A quarter of a million dollars.
That’s how much Grantsville High School students earned in college scholarships this school year. It sounded like an impressive amount of money until I heard that Stansbury High School students beat their previous year’s earnings of $1.3 million and Tooele High School got nearly $1.2 million.
Granted, GHS scholarship amounts could have been underreported. And certainly, the fact that GHS is half the size of either SHS or THS might explain the disparity.
Still, it’s a conspicuous gap.
I have a daughter who just finished her sophomore year at GHS. She has big plans for college, but Mom and Dad’s contribution may well be Sunday meals, a reprieve from the public Laundromat, and occasional gas money.
She knows she’ll have to make it happen, earning her own way and having her hand cramp from filling out scholarship application forms. After all, over a billion dollars in scholarship money reportedly went unclaimed this year. In other words, there’s money to be had, if only you know how to find it.
That’s what Pamela Keller does at Stansbury High. The part-time scholarship coordinator spends the bulk of her time searching for scholarships, organizing them into digestible handouts, and shepherding students through the staggering array of scholarship applications. A member of a local scholarship awards committee was very complimentary of Keller, praising applications submitted by SHS students as well thought out and organized.
Keller credits their program’s success to Kim Herrera, who heads up SHS’ counseling department. A forward-thinker, Herrera tries to learn from the success of others. She visited with other schools that have thriving scholarship programs, like East High School. When an opportunity came to add a part-time employee dedicated solely to scholarships and college readiness, she jumped at the chance.
After doing a bit of digging, I have yet to get a clear-cut answer to the question: “How come Stansbury has a scholarship coordinator, while other schools in Tooele County don’t?”
GHS counselor Tony Cloward and THS counselor John Anderson aren’t sure why, too, but they both recognize that their schools could benefit from a specialist. While waiting in the counseling lobby on a typical day, with students zipping in and out of offices, I could see why scholarships are inadvertently relegated to a “time-permitting” pile.

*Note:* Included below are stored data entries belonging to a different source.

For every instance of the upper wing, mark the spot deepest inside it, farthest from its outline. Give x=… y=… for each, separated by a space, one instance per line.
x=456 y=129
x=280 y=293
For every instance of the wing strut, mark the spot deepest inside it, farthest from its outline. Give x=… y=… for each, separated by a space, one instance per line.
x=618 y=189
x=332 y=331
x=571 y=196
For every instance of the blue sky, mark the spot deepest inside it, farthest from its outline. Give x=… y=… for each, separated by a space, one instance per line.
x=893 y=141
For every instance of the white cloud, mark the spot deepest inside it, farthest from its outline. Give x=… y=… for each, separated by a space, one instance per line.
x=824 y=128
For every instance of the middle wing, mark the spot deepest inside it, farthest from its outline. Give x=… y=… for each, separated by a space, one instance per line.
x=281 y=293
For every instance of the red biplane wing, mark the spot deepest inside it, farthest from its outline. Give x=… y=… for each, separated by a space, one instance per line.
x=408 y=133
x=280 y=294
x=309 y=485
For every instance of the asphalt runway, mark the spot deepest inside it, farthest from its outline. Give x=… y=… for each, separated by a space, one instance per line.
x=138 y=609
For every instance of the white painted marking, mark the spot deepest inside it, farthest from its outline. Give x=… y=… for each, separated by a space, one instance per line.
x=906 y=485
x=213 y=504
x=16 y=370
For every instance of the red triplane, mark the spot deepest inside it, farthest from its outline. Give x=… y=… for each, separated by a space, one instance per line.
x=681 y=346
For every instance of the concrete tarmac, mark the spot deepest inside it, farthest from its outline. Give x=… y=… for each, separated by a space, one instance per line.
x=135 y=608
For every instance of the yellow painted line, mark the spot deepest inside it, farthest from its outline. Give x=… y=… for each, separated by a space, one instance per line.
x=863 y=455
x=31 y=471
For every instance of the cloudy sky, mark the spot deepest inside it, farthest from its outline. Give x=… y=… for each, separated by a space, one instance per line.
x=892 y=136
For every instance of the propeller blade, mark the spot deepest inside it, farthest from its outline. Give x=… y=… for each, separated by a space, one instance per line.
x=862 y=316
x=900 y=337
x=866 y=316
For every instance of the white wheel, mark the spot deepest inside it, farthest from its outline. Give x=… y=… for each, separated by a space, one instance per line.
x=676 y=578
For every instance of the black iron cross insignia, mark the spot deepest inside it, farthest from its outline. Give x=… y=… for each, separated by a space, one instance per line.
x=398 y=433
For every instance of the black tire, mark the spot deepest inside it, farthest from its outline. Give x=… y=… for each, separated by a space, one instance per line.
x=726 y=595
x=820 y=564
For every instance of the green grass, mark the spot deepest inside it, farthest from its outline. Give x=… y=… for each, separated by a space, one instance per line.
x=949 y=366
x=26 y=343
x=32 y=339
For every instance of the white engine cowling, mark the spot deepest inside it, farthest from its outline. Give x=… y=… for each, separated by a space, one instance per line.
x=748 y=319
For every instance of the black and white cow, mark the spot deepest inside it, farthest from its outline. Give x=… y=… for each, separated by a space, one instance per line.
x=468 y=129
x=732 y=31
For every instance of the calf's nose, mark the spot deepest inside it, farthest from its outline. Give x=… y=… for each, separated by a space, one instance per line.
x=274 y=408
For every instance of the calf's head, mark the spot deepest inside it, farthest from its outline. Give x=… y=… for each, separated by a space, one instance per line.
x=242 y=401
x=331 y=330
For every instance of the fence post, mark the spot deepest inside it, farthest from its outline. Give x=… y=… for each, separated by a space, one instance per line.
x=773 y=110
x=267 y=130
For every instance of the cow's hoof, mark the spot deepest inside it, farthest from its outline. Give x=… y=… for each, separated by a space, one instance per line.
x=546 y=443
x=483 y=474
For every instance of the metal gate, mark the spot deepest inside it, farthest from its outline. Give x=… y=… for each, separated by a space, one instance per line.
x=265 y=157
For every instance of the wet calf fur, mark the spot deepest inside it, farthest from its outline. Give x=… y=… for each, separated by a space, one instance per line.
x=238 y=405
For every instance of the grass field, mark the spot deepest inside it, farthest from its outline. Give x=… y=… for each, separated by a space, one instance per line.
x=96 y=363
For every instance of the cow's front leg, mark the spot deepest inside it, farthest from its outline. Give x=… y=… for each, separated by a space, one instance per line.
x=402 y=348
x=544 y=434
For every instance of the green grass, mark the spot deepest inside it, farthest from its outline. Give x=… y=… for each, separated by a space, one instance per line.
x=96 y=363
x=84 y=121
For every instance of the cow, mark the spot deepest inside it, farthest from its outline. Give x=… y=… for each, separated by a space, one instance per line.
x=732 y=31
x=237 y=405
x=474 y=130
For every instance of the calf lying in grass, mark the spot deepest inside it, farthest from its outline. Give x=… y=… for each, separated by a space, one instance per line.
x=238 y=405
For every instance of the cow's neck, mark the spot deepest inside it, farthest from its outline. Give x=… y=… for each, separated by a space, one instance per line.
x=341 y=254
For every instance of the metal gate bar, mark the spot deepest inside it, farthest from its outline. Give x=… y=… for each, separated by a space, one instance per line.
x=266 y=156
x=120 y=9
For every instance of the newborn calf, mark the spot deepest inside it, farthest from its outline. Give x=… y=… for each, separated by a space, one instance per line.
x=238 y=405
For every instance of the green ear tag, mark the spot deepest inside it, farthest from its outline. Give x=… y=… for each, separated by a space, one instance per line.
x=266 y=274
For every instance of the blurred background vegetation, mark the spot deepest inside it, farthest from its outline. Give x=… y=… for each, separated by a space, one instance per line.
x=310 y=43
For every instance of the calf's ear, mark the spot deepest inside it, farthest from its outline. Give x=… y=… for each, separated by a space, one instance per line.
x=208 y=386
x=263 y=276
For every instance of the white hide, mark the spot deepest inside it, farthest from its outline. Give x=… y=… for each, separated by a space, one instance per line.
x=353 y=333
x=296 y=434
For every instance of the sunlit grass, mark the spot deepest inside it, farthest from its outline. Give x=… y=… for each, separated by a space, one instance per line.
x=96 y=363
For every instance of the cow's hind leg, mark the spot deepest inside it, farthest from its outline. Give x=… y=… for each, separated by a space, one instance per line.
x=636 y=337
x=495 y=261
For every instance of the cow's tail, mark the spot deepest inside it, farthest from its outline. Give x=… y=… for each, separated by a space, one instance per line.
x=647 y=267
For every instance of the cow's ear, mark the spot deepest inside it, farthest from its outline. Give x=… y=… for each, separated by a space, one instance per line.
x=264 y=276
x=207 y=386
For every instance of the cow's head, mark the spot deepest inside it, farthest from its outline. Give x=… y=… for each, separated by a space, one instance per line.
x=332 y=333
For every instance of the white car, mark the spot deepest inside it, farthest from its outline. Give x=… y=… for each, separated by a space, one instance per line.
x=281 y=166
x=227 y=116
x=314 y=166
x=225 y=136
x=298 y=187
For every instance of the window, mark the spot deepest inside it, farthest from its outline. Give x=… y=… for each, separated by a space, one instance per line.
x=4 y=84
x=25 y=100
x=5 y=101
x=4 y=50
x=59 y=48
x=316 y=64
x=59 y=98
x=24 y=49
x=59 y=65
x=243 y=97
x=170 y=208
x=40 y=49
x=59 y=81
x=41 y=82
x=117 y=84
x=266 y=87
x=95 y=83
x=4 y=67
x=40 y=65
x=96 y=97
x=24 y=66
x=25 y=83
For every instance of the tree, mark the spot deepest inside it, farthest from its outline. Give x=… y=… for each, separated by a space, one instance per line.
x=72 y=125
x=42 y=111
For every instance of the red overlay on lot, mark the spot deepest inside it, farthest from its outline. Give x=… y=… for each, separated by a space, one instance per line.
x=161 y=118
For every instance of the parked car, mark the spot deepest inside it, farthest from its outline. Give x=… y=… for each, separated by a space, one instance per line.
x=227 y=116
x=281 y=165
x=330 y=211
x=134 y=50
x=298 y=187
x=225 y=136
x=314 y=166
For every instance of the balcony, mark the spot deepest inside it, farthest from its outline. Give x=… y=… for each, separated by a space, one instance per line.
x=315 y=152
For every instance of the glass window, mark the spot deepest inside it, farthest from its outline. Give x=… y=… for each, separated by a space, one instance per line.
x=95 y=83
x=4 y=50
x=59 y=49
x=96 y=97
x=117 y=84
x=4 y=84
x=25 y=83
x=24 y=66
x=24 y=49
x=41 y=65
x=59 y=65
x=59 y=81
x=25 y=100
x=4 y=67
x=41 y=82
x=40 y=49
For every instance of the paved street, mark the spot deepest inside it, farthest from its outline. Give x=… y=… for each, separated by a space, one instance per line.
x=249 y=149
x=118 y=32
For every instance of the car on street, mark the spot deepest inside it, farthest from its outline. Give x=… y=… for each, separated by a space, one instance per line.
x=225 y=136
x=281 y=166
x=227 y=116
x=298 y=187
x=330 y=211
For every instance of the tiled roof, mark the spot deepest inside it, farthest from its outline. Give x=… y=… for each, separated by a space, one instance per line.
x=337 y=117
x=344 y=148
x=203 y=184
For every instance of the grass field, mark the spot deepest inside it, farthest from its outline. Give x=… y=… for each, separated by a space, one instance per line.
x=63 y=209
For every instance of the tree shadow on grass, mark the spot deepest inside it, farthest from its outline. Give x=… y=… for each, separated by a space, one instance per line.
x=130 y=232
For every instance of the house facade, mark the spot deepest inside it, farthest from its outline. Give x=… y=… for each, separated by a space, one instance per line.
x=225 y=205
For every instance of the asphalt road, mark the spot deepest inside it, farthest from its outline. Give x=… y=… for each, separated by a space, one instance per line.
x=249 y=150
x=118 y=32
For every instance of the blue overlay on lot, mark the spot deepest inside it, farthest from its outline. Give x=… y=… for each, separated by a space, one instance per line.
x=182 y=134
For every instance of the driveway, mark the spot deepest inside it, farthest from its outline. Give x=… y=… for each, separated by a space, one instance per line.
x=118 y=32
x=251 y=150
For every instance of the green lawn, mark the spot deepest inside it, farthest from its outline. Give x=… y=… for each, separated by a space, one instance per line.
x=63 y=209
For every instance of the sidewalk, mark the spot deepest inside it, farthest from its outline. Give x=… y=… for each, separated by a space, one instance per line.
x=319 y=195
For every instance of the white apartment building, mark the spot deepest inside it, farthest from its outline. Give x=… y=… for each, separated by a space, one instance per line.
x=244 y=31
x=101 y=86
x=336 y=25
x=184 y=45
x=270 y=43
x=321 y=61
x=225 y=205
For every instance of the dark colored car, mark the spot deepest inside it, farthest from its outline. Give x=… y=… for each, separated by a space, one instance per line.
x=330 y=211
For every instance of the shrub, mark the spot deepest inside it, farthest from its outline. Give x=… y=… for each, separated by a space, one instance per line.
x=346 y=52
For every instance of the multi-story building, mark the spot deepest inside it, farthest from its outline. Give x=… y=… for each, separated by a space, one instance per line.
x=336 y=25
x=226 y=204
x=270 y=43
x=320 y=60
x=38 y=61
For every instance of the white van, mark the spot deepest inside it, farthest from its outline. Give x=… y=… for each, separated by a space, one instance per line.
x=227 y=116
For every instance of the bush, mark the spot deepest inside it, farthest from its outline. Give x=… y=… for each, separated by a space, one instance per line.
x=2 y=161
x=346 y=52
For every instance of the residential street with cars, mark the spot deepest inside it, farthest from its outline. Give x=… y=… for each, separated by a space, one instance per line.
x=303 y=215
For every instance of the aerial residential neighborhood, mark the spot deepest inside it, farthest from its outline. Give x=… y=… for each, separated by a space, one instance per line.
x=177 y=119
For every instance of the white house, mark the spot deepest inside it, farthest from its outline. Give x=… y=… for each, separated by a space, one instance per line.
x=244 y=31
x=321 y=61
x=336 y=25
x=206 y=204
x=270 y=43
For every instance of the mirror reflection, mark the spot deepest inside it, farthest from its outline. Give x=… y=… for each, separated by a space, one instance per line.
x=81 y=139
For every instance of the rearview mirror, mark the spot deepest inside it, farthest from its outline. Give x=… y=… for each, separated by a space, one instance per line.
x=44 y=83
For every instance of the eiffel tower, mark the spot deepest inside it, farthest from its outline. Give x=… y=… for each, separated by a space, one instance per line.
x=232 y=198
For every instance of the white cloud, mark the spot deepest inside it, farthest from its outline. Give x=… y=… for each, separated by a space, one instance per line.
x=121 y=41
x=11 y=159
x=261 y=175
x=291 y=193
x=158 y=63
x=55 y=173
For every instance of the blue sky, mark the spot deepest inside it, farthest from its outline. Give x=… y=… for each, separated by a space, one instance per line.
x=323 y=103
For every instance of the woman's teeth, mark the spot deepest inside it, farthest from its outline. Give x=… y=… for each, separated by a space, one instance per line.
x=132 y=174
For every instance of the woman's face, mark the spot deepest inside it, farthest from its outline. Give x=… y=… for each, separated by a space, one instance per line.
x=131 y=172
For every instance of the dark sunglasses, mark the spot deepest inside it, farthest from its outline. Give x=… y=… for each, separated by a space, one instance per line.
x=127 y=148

To be fair, it’s not for lack of staff effort. Recognizing this need, GHS recently transferred scholarship duties from Cloward, who teaches classes, too, to another counseling staffer. And Anderson, who works solely as a counselor, is presumably able to do more than his GHS counterpart. However, a good scholarship program takes more than posting online lists, links and announcements over the PA system by a staff already stretched thin doing other equally important duties.
SHS has a program worth emulating: scholarship workshops early in the process, a senior-year scholarship timeline, targeted email reminders to interested students and parents, frequent assessments and goal-setting.
And of course, a counselor dedicated to scholarships.
The better a student’s prospects of attending college through scholarships, the better it is for their school in the long run. Scholarship awards boost school morale and foster a curriculum that supports successful academics. More importantly, students will be motivated to excel, not as an afterthought but as part of a bigger academic plan.
Jewel Punzalan Allen is a long-time journalist who lives in Grantsville.